COP easy

Problem Community Detection

The problem is to partition the set of nodes of a graph (the parts forming so-called communities) while seeking maximum modularity (as defined by a matrix). Among possible constraints related to some background knowledge, one can impose that some pairs of nodes must be assigned to the same or different communities. The problem of constrained community detection is described with many details in “A declarative approach to constrained community detection” by M. Ganji, J. Bailey, and P. Stuckey, in proceedings of CP’17.

Forming Communities. Image by Thamindu Dilshan Jayawickramafrom Community

To build a COP (Constraint Optimization Problem) model, we need first to import the library PyCSP$^3$:

from pycsp3 import *

Then, we need some data. The graph is given by its adjacency matrix, and nodes that must be put together or in separate communities are indicated by lists. The maximum number of communities is also indicated.

graph = [
    [0,0,1,0,0,1],
    [0,1,0,0,0,0],
    [0,0,0,1,0,0],
    [0,0,1,0,0,0],
    [0,0,1,0,1,0],
    [1,0,1,0,1,1]]

together = [[0,5], [2,3], [4,5]]
separate = [[1,3], [3, 5]]

m = 3  # max communities
n = len(graph)

We compute the modularity matrix W:

def modularity_matrix():
    degrees = [sum(graph[i]) for i in range(n)]  # node degrees
    sum_degrees = sum(degrees)  # mu ltiplier used to avoid fractions
    return [[sum_degrees * graph[i][j] - degrees[i] * degrees[j] for j in range(n)] for i in range(n)]

W = modularity_matrix()

We can display it:

print(W)

[[-4, -2, 9, -2, -4, 3], [-2, 10, -1, -1, -2, -4], [-2, -1, -1, 10, -2, -4], [-2, -1, 10, -1, -2, -4], [-4, -2, 9, -2, 7, -8], [3, -4, 7, -4, 3, -5]]

We start our COP model by introducing an array $x$ of variables.

# x[i] is the community of the ith node
x = VarArray(size=n, dom=range(m))

We can display the structure of the array, as well as the domain of the first variable (note that all variables have the same domain).

print("Array x: ", x)
print("Domain of any variable: ", x[0].dom)

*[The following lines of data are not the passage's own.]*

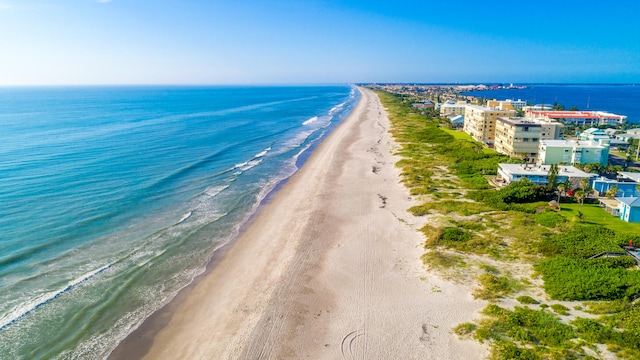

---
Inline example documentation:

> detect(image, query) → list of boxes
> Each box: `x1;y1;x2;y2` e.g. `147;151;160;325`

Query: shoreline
110;88;485;359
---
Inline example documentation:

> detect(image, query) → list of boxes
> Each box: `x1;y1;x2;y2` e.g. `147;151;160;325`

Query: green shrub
473;273;522;300
475;305;575;347
551;304;569;315
420;250;466;268
516;295;540;305
453;323;478;336
439;226;471;242
534;256;640;300
538;226;620;258
534;211;565;228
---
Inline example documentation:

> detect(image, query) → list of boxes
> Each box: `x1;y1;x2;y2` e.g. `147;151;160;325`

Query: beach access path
122;88;488;359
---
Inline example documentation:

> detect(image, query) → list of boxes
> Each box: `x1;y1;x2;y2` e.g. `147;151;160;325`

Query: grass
516;295;540;305
473;273;523;300
442;128;473;141
559;203;640;234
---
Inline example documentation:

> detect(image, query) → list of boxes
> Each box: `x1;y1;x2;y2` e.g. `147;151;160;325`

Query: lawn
560;203;640;234
440;127;500;155
440;127;473;140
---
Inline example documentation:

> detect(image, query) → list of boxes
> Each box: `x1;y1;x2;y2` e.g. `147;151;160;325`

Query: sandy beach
114;89;488;359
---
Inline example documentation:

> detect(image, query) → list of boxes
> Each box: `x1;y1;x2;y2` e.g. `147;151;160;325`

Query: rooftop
498;164;596;178
618;171;640;183
616;196;640;207
540;139;606;148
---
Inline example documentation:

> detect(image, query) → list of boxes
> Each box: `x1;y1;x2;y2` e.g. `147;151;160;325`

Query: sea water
465;84;640;123
0;85;359;359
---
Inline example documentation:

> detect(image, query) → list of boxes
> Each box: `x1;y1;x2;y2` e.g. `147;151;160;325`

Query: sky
0;0;640;86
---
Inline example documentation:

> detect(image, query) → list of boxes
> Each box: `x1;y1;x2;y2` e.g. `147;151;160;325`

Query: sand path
124;89;487;359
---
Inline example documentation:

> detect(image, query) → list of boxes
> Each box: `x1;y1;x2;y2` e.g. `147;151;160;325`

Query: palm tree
558;183;566;207
573;189;586;210
580;178;589;190
604;185;618;199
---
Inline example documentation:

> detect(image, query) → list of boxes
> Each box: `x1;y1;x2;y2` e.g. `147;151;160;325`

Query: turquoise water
0;86;358;359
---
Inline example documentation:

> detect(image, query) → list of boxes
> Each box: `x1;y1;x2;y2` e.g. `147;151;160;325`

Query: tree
547;164;558;192
604;185;618;199
558;183;566;208
580;178;589;191
573;189;586;210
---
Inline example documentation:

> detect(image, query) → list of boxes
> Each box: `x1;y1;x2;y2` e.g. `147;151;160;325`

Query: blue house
591;177;640;197
616;196;640;222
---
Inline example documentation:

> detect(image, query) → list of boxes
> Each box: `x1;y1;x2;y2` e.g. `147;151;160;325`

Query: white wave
204;185;229;197
240;159;262;171
232;161;249;170
329;101;347;115
253;146;271;159
302;116;318;126
0;264;111;330
178;211;191;224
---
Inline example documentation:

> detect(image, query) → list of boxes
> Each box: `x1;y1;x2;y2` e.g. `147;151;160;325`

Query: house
618;171;640;183
580;128;611;141
494;117;562;163
463;105;516;145
536;140;609;166
496;164;596;185
526;109;627;125
615;130;640;142
445;114;464;128
591;176;640;197
487;99;527;110
412;100;435;110
616;196;640;222
440;100;467;116
522;104;553;111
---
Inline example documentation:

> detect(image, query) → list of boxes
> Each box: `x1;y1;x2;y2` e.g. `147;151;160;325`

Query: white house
496;164;596;185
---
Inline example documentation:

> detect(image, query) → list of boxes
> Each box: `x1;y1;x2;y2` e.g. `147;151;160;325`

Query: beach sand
113;89;488;359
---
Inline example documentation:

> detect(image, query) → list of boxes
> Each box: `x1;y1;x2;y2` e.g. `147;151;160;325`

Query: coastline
110;88;486;359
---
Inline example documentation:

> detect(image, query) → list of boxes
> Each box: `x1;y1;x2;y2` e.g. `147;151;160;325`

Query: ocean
0;85;359;359
464;84;640;123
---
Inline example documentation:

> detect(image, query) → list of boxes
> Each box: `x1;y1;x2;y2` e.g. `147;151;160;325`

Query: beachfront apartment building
495;164;597;185
536;140;609;166
463;105;515;145
494;117;562;163
580;128;611;142
440;101;467;116
525;109;627;125
487;99;527;110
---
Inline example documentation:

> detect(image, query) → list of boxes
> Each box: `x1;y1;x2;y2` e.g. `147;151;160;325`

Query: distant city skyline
0;0;640;86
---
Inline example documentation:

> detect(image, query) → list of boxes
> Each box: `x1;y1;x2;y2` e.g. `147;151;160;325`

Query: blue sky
0;0;640;85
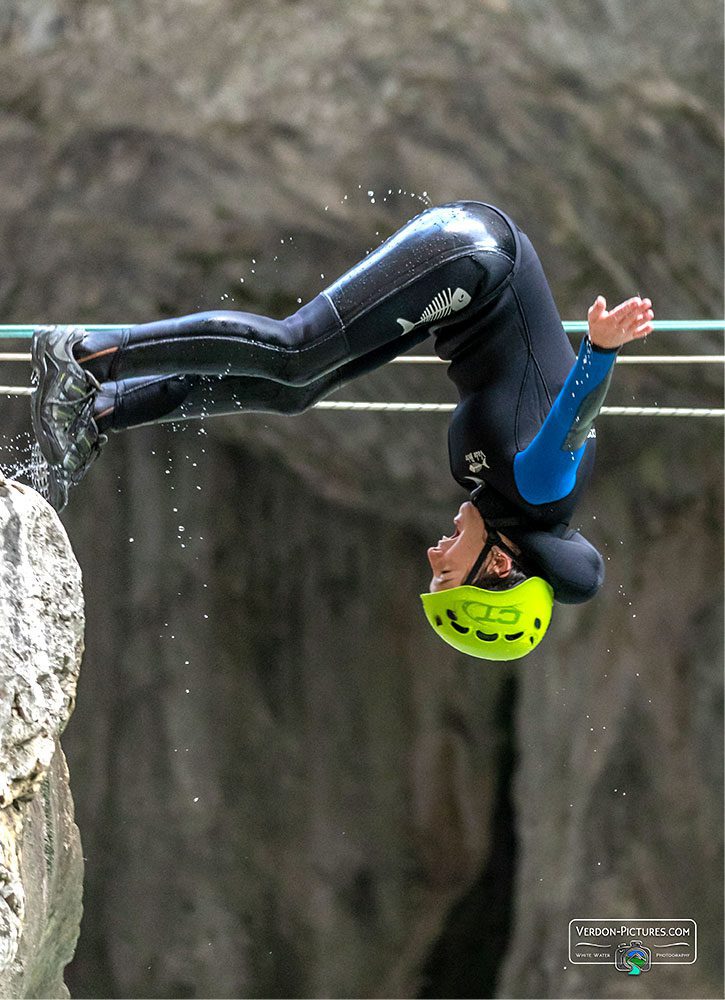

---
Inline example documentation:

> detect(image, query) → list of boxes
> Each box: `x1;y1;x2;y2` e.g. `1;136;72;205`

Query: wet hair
471;546;532;590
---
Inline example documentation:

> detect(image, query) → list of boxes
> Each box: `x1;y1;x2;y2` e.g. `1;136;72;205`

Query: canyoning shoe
31;326;108;510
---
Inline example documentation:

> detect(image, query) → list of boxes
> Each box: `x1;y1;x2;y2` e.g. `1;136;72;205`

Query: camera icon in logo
614;941;652;976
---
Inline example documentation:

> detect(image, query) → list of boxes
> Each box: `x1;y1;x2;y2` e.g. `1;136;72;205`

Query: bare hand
587;295;655;349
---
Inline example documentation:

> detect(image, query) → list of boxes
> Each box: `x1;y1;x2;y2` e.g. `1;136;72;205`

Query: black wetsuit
82;201;616;599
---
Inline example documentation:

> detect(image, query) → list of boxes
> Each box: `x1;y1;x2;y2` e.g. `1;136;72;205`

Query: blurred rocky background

Array x:  [x[0], x[1], x[2], x[3], x[4], x[5]]
Domain of any variable:  0..2

Concerning the constraints, we have to post two groups of constraints [Intension](/documentation/constraints/Intension): the first one to ensure that some nodes belong to the same community, and the second one tp ensure that some nodes belong to separate communities.

satisfy(
   # considering nodes that must belong to the same community
   [x[i] == x[j] for i, j in together],

   # considering nodes that must not belong to the same community
   [x[i] != x[j] for i, j in separate]
);

We can display the internal representation of the two posted constraints; this way, although a little bit technical, we can see that the arguments of the two constraints are correct.

print(posted())

intension(function:eq(x[0],x[5]))
intension(function:eq(x[2],x[3]))
intension(function:eq(x[4],x[5]))
intension(function:ne(x[1],x[3]))
intension(function:ne(x[3],x[5]))

Interestingly, by calling the function solve(), we can check that the problem is satisfiable (SAT). We can also display the found solution. Here, we call the function values() that collects the values assigned to a specified list of variables.

if solve() is SAT:
    print(values(x))

[0, 0, 1, 1, 0, 0]

We can display all solutions, as follows.

if solve(sols=ALL) is SAT:
    for i in range(n_solutions()):
        print(f"Solution {i+1}: {values(x, sol=i)}")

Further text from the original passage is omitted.